The presence of water, especially when this is thoroughly mixed or emulsified with a fat or oil, also influences the melting point to a marked extent, causing the mixture to melt through a longer range of temperatures than would be the case if the water were absent. This is particularly true of emulsified fats and oils, such as butter and oleomargarine, both of which contain, besides water, the solids naturally present in milk or cream and including casein, milk sugar, and salts. The melting-point method recommended by the Committee is not applicable to such emulsions or other watery mixtures and the Committee has found it impossible to devise an accurate method for making softening-point or melting-point determinations on products of this nature. Not only the amount of water present but also the fineness of its particles, that is, its state of subdivision and distribution, in a fat or oil influences the softening point or melting point and causes it to vary widely in different samples.

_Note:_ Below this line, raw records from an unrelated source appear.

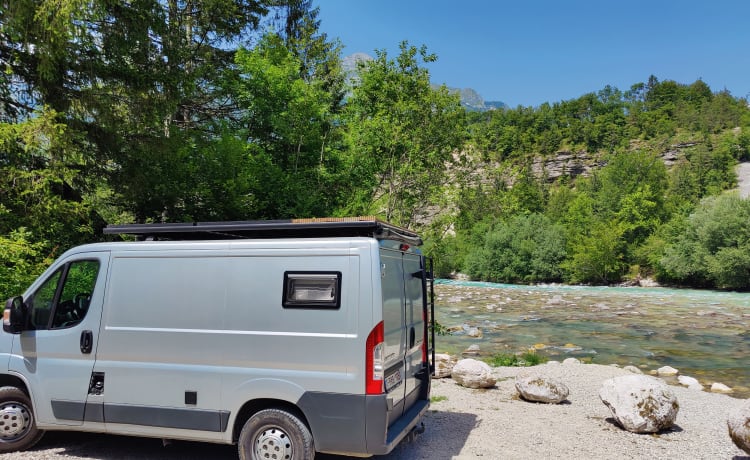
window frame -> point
(64, 273)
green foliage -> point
(714, 247)
(524, 359)
(401, 133)
(21, 261)
(288, 124)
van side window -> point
(312, 290)
(42, 300)
(65, 296)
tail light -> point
(374, 360)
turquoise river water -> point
(703, 334)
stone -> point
(690, 382)
(667, 371)
(537, 388)
(633, 370)
(718, 387)
(639, 403)
(473, 350)
(471, 373)
(739, 426)
(443, 365)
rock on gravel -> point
(473, 374)
(639, 403)
(538, 388)
(739, 426)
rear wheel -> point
(275, 434)
(18, 429)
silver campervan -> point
(285, 337)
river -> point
(703, 334)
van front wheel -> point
(18, 430)
(275, 434)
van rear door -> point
(394, 325)
(403, 316)
(415, 326)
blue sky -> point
(527, 52)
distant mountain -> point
(470, 99)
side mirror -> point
(14, 315)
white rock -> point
(443, 365)
(473, 350)
(633, 370)
(667, 371)
(471, 373)
(538, 388)
(739, 426)
(718, 387)
(690, 382)
(639, 403)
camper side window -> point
(312, 290)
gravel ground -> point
(492, 424)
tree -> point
(526, 248)
(290, 133)
(713, 249)
(401, 134)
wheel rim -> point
(273, 443)
(15, 421)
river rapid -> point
(703, 334)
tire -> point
(275, 434)
(18, 429)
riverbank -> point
(703, 334)
(495, 423)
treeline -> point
(632, 216)
(158, 111)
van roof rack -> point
(293, 228)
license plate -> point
(393, 380)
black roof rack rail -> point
(292, 228)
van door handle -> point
(87, 342)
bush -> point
(525, 249)
(714, 247)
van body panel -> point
(46, 356)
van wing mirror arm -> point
(15, 315)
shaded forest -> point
(171, 111)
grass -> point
(525, 359)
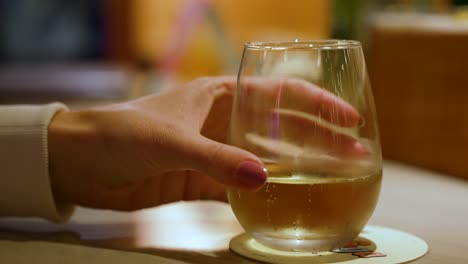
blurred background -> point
(88, 52)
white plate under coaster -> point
(395, 245)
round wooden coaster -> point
(388, 246)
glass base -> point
(304, 241)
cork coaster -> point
(383, 245)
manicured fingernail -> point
(361, 122)
(251, 175)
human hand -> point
(168, 147)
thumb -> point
(229, 165)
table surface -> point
(427, 204)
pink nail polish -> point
(251, 175)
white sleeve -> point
(25, 188)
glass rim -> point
(302, 44)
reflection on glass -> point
(306, 109)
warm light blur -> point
(201, 226)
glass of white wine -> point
(313, 124)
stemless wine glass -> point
(306, 109)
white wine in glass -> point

As a consequence of the foregoing facts, natural fats and oils do not exhibit a definite melting point, composed as they are of mixtures of various crystalline glycerides, higher alcohols, fatty acids, and non-crystalline substances. Therefore, the term melting point when applied to them requires further definition. They exhibit first a lower melting point (the melting point of the lowest melting component) or what might be called the softening point and following this the fat softens through a shorter or longer range of temperature to the final melting point at which temperature the fat is entirely liquid. This is the melting point determined by the Committee's melting-point method. The range between the softening point and the final melting point varies greatly with the different fats and oils depending on their chemical components, the water associated with them, emulsification, etc. In the case of coconut oil the range between softening point and final melting point is rather short; in the case of butter, long. Various methods have been devised to determine the so-called melting point of fats and oils. Most of these methods, however, determine, not the melting point, but the softening point or the flow point of the fat and the great difficulty has been in the past to devise a method which would determine even this point with reasonable accuracy and so that results could be easily duplicated. It has been the aim of the Committee to devise a simple method for the determination of the melting point of fats and oils, but it should be understood that the term melting point in the scientific sense is not applicable to natural fats and oils.